Importance of Whey Protein
A post workout meal is one of the most important meals for bodybuilders. The reason for this is because their muscles have just spent all of their nutrients during the workout and are in the recovery phase that requires fuel. After a workout, one has about a two-hour window to feed their muscles in order to help them have the best recovery possible. This is so that their muscles can become stronger and better developed. However, even if one eats right after a workout, they can miss the window of opportunity if just eating a conventional meal. The reason for this is because the food one takes from a meal will sit in the stomach and wait to digest.
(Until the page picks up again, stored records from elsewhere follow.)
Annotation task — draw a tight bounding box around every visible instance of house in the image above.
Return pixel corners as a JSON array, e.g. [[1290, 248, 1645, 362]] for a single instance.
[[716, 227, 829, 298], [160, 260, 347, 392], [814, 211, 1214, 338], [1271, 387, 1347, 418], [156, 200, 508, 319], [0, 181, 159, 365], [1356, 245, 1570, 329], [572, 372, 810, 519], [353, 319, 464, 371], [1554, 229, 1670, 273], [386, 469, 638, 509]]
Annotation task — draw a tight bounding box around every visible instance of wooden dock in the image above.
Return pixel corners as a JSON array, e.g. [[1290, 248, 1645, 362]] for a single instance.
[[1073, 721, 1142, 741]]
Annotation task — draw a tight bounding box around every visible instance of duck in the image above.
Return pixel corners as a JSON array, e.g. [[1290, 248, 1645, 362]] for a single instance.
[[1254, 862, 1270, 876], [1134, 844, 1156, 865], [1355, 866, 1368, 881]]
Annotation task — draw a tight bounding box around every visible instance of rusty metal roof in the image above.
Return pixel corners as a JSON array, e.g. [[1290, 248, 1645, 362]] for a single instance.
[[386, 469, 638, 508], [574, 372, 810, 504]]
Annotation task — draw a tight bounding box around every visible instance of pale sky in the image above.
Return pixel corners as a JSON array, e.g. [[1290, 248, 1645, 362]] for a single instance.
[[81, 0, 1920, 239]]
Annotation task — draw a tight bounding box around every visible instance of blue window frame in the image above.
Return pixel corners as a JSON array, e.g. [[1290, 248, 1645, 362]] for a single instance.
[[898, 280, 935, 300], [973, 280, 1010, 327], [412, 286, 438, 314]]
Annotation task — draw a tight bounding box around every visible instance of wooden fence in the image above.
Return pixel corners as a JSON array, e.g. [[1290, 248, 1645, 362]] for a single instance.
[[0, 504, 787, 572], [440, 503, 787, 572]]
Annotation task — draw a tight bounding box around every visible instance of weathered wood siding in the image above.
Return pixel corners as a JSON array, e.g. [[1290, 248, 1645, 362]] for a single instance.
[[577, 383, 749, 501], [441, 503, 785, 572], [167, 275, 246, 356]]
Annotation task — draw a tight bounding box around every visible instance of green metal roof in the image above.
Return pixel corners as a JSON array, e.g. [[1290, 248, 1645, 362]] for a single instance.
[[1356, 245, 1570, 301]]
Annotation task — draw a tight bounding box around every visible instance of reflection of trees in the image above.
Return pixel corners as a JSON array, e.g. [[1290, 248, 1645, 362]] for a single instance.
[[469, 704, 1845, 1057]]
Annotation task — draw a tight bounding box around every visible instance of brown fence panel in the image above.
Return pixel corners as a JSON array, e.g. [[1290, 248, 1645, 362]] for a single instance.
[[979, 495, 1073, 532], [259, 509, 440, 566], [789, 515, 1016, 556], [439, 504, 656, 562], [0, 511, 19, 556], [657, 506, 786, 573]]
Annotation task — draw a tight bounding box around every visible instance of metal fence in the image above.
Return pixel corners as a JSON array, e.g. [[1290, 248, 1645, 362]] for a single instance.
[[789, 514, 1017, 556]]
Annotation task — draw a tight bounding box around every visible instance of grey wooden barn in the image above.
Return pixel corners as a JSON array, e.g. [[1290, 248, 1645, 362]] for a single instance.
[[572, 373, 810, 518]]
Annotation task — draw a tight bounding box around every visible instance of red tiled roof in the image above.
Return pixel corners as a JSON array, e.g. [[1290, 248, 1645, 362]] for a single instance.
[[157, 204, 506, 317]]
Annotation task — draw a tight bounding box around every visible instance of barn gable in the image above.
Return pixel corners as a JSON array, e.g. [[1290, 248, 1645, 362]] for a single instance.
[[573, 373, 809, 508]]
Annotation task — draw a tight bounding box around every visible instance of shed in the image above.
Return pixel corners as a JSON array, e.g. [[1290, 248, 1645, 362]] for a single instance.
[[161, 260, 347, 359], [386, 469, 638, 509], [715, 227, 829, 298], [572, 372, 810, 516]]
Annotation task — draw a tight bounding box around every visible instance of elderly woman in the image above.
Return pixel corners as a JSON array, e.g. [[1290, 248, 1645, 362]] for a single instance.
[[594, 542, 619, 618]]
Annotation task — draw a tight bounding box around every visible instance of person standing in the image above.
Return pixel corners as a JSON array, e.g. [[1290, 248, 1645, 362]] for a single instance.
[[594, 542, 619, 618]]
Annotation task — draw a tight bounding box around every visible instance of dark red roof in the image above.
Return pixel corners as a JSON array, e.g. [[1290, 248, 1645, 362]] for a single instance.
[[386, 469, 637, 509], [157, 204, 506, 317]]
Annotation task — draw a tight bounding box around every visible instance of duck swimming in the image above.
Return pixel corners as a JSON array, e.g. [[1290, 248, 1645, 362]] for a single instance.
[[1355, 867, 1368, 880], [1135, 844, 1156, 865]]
Whey protein is an alternative meal one can take that is already “pre-digested,” and ready to feed the body's muscles right away.
Typically one should take their whey protein supplement within a roughly 30 to 60 minute window after a workout. Whey protein has the ability to insert itself directly into the metabolism and deliver vital nutrients to the muscles that will help them to grow. At the same time, it also has the ability to remove toxins such as lactic acid.
Three Major Types of Whey Protein
Whey protein comes in three major forms:
Whey protein concentrate is the most basic form of whey protein that has been dehydrated from cow’s milk and contains about 25-89% protein, along with remnants of saturated fat and lactose. Both Isolate and Hydrolysate have been through much more processing that makes them anywhere between 95-99% pure protein.
Serious bodybuilders are recommended to take a higher quality protein such as whey isolate or hydrolysate. These forms will make it much easier for the body to digest. This in turn will better help muscles recover after a hard workout.
Those that struggle with allergies to lactose are suggested to try hydrolysate as it is the most refined and pure form. All the lactose has been removed out of the protein so one doesn't have to worry about any leftover milk upsetting their stomach or bodily functions. However, one draw back to whey protein hydrolysate is that it is known to have a bitter, acidic taste.